En este contexto generalizado de corrupción en su Gobierno y en su partido, el cargo no solo le protege: le confiere una posición activa. Si el Supremo solicitara un suplicatorio para investigarlo, la decisión pasaría al Congreso. Y ahí Sánchez dispone de margen de maniobra para bloquearlo o dejarlo morir. Una decisión que en absoluto sería inocua. El rechazo del suplicatorio obliga al Tribunal Supremo a acordar el sobreseimiento libre, es decir, a absolverlo sin investigación, sin juicio y sin sentencia. Y eso, para alguien cercado por los escándalos, es un incentivo más que suficiente para no moverse de donde está.
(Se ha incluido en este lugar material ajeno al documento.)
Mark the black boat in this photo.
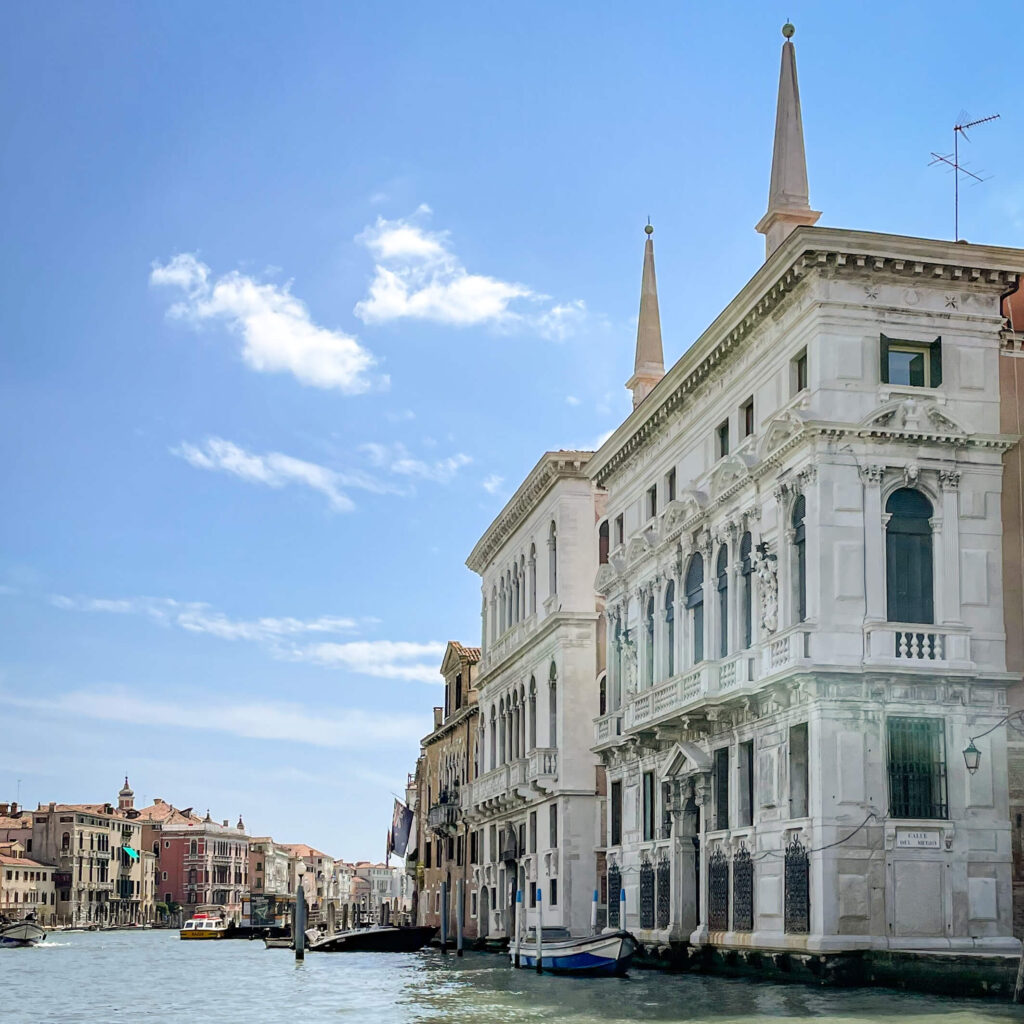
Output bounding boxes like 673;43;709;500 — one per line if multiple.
307;927;437;953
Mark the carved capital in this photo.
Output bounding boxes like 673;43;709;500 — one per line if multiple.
860;465;886;487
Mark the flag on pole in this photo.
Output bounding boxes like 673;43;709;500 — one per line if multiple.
388;800;413;857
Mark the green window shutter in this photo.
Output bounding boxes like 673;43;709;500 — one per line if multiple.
929;338;942;387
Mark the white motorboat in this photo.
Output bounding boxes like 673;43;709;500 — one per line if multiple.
510;929;637;975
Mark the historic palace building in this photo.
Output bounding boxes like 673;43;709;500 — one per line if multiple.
416;640;480;938
460;452;601;939
589;27;1024;952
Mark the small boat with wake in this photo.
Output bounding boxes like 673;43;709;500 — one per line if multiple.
0;913;46;947
509;928;637;975
306;926;437;953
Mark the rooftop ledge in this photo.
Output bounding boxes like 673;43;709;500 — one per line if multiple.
585;225;1024;489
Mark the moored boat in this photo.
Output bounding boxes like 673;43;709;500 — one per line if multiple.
0;916;46;947
307;927;437;953
178;913;228;939
509;932;637;975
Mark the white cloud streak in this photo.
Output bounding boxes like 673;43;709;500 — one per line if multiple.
50;594;444;683
150;253;387;394
359;442;473;483
170;437;473;512
0;687;424;750
290;640;445;683
354;205;587;341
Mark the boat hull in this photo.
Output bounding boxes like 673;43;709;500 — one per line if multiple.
511;932;636;975
308;928;437;953
0;921;46;948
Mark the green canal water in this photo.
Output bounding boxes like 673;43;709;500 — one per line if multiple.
0;932;1024;1024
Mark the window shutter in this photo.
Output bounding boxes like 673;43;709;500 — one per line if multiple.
929;338;942;387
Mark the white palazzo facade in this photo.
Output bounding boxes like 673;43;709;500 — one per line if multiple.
588;226;1024;951
461;452;600;939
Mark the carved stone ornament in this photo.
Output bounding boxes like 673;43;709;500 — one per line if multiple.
754;551;778;634
623;634;637;695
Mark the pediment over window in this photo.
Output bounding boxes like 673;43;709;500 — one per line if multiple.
626;535;650;565
662;740;711;781
594;563;618;594
709;452;757;498
861;395;970;435
758;409;806;459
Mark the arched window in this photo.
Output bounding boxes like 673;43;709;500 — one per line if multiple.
665;580;676;679
548;662;558;746
548;519;558;594
686;551;703;665
529;676;537;750
529;544;537;614
739;534;754;650
792;495;807;623
499;697;508;764
643;597;654;686
886;487;935;623
715;544;729;657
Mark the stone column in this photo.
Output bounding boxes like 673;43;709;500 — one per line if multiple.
860;466;888;623
935;470;963;624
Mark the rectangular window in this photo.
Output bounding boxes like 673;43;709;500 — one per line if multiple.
736;739;754;825
714;746;729;828
790;722;809;818
739;394;754;437
791;348;808;394
879;334;942;387
888;718;949;818
608;781;623;846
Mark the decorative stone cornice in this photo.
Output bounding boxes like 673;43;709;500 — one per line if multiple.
466;452;594;575
587;226;1024;486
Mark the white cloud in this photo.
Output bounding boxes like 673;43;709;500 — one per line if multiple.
150;253;387;394
50;594;359;643
354;205;586;340
177;437;364;512
0;688;423;750
359;443;473;483
290;640;445;683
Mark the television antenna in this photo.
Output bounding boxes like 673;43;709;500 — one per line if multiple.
928;111;999;242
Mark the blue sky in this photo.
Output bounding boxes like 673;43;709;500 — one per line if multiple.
0;2;1024;858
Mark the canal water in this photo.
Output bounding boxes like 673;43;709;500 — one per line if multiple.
0;931;1024;1024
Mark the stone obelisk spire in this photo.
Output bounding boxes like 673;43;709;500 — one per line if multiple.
757;23;821;258
626;224;665;409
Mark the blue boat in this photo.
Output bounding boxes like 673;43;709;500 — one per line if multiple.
510;929;637;975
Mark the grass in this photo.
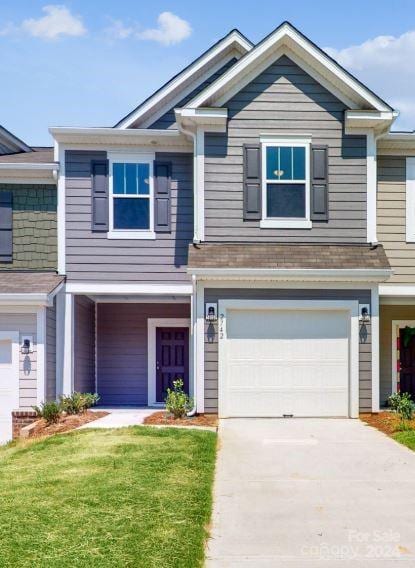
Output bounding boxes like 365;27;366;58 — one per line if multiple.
0;427;216;568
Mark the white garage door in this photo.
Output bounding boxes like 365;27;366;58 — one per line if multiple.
0;331;19;444
219;309;350;417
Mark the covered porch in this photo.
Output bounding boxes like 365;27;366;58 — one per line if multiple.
62;293;194;408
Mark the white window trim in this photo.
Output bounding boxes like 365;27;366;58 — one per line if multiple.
406;157;415;243
147;318;194;407
259;136;313;229
107;152;156;240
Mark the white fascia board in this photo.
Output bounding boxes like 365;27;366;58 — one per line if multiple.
65;282;193;296
187;23;391;111
0;162;59;171
117;30;253;129
187;268;392;282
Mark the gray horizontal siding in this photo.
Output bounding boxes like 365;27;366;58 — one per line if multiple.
204;288;372;413
97;304;190;406
205;56;366;242
149;59;236;128
66;151;193;282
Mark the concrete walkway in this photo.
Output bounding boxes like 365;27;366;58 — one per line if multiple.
79;408;156;430
206;419;415;568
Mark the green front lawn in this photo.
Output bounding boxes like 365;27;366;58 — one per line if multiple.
0;427;216;568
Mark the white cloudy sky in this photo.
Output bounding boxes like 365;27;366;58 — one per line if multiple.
0;0;415;144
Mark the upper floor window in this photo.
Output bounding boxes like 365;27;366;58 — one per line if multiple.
109;155;155;238
261;139;311;228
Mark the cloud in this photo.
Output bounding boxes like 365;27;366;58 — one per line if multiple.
325;30;415;130
0;4;87;40
106;12;192;45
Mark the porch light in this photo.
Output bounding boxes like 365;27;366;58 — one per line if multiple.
205;304;218;323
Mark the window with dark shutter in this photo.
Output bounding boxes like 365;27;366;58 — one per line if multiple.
0;191;13;262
Pero las prerrogativas parlamentarias no son la única razón, ya que a ellas se suma una segunda, igual de decisiva: el control de la Fiscalía. No como institución abstracta, sino como herramienta concreta. En los asuntos que afectan a su entorno más íntimo, el comportamiento del Ministerio Fiscal ha dejado de ser el de acusador público para adoptar, con alarmante naturalidad, el papel de un abogado defensor que demuestra una actitud beligerante contra los jueces instructores que investigan a sus familiares. Sánchez no puede permitirse perder ese control. Un relevo en el poder implica un relevo en la cúspide de la Fiscalía General del Estado. Y con él, un más que probable cambio de criterio. Eso sí que sería un riesgo real.
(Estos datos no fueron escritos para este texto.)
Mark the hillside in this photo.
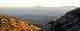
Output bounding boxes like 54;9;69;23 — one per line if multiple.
0;15;40;31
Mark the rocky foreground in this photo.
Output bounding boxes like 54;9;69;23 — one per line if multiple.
0;15;40;31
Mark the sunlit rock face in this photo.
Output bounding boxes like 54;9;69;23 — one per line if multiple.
0;15;40;31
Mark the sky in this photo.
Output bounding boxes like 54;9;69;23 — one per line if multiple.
0;0;80;7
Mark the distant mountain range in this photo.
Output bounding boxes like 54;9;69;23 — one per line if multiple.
0;6;77;24
0;6;77;16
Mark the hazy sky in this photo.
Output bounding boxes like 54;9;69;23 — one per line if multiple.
0;0;80;7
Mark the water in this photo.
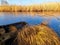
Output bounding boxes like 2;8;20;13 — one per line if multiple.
0;13;60;36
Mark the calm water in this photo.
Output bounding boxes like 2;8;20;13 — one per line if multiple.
0;13;60;36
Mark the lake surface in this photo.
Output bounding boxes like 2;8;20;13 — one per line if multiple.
0;13;60;36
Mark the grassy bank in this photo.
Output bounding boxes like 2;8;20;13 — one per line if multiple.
17;24;60;45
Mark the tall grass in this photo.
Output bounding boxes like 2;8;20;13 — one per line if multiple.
17;25;60;45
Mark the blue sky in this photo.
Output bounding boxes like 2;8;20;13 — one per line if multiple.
0;0;60;5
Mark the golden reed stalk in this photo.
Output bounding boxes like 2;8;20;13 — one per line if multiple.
14;25;60;45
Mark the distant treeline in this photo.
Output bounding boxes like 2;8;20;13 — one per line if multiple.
0;3;60;12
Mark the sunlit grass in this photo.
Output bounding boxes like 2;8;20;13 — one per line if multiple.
17;25;60;45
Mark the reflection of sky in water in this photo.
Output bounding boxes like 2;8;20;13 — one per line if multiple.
0;13;60;36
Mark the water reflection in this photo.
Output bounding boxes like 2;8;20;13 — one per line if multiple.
0;13;60;36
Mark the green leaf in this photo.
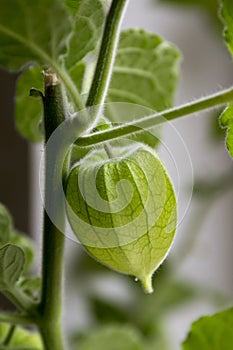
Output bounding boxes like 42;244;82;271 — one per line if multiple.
156;0;219;22
77;326;145;350
0;203;13;245
0;0;72;71
0;244;25;290
221;0;233;56
0;323;44;350
107;30;180;111
182;308;233;350
219;103;233;158
15;66;44;142
66;146;176;292
0;203;34;272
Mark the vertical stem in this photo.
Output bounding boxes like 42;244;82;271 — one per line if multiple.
38;70;66;350
86;0;128;108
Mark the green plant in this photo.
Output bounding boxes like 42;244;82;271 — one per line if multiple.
0;0;233;350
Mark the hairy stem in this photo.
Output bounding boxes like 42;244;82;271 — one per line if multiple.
38;70;66;350
86;0;128;108
4;286;37;315
76;88;233;147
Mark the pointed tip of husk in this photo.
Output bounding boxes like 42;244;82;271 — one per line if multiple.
140;275;154;294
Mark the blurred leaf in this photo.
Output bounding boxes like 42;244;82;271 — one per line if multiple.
90;297;129;324
74;326;145;350
132;273;196;328
0;244;25;290
219;103;233;157
107;30;180;111
182;308;233;350
156;0;219;23
221;0;233;56
0;323;44;350
0;203;12;245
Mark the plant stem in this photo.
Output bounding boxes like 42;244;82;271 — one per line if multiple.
0;312;36;325
38;70;66;350
4;286;36;315
2;325;16;347
86;0;128;108
75;88;233;147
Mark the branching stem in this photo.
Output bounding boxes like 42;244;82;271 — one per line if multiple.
76;88;233;147
86;0;128;108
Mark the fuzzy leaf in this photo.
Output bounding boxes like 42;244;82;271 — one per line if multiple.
77;326;145;350
219;103;233;158
0;203;34;272
0;203;12;245
0;244;25;290
65;0;105;69
0;0;71;71
107;30;180;111
0;323;43;350
182;308;233;350
66;146;176;292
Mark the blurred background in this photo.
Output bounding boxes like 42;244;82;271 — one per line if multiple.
0;0;233;350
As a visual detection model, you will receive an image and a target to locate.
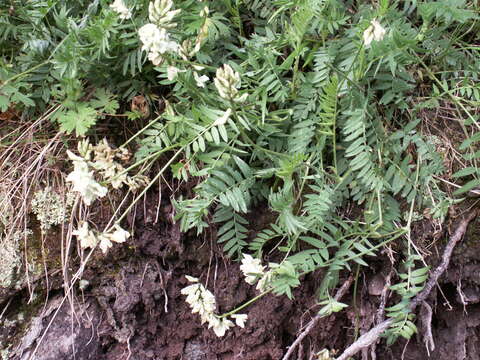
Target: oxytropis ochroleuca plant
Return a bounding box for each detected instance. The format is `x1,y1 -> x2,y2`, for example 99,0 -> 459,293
181,254 -> 280,337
La tercera razón es el control de la cúpula de los cuerpos policiales que investigan la corrupción. Saber qué se investiga, a quién y por dónde va el asunto permite anticiparse: preparar estrategias jurídicas, ajustar el discurso político y cerrar filas antes de que el caso estalle. Y, cómo no, hacer desaparecer o manipular pruebas. Este acceso temprano a la información no deja rastro en los sumarios, pero altera por completo el equilibrio del proceso. Quien sabe antes, juega con ventaja, porque quien controla Interior controla los tiempos. Y quien controla los tiempos, controla el relato, que ha sido, es y será la gran preocupación de Pedro Sánchez.
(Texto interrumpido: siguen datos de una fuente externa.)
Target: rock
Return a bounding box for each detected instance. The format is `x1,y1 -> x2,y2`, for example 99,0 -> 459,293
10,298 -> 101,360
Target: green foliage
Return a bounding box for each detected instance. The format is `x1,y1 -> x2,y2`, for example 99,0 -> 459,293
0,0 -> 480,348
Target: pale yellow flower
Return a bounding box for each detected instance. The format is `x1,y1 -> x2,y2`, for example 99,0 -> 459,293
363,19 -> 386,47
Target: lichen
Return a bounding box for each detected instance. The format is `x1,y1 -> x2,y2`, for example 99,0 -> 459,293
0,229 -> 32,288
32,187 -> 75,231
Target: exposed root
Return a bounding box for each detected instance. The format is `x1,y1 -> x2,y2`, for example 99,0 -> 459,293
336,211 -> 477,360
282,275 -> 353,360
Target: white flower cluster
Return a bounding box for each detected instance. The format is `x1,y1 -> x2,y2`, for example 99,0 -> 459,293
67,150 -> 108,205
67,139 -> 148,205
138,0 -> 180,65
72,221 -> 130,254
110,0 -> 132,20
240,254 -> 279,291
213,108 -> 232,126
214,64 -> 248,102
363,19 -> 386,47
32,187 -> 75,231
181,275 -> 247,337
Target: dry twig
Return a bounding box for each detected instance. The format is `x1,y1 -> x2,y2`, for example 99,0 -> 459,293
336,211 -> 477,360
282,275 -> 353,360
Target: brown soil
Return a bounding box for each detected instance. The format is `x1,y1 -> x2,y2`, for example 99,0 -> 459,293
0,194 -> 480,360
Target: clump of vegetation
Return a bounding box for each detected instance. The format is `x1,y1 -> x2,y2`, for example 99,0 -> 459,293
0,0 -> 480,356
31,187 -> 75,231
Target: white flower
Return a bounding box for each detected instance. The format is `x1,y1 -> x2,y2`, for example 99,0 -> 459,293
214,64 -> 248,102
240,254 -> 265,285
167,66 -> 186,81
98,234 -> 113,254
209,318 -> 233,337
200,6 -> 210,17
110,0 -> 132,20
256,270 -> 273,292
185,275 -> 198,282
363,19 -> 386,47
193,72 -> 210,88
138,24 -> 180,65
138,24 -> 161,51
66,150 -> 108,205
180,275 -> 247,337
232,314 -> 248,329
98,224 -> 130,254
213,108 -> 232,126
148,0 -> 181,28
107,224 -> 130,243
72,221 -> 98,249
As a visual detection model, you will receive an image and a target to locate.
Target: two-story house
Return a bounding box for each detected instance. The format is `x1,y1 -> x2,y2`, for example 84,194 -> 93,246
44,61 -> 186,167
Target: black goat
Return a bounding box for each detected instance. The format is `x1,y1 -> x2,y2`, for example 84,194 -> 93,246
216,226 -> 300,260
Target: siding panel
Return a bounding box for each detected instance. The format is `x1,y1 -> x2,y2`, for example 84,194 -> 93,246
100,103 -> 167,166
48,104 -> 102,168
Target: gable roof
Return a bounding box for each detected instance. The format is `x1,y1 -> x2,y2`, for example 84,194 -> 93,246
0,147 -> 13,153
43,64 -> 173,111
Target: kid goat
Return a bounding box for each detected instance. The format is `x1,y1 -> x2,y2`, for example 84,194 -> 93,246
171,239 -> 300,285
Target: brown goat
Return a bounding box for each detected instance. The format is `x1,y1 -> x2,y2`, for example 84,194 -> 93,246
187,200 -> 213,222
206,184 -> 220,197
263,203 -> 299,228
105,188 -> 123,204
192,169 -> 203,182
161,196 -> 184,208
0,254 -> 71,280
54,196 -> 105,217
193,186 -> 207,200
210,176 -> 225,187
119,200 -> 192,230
Por último, queda la bala en la recámara: los indultos. Una prerrogativa que Sánchez, como Presidente, ya ha demostrado estar dispuesto a utilizar sin rubor cuando conviene a su supervivencia política. Mientras gobierne, existe la posibilidad de concederlos. Para parientes, para aliados, para subordinados. Fuera de Moncloa, esa posibilidad se evapora.
Así que no, Sánchez no se queda porque crea que España lo necesita. Se queda porque él lo necesita. Aguantará hasta 2027 si puede. Aunque tenga que dinamitar instituciones, tensionar la separación de poderes y vaciar de sentido las reglas del juego. Para Sánchez, la gobernabilidad importa un comino. Lo único que de verdad le ata al cargo es su propia impunidad. Y por eso no se quiere ir.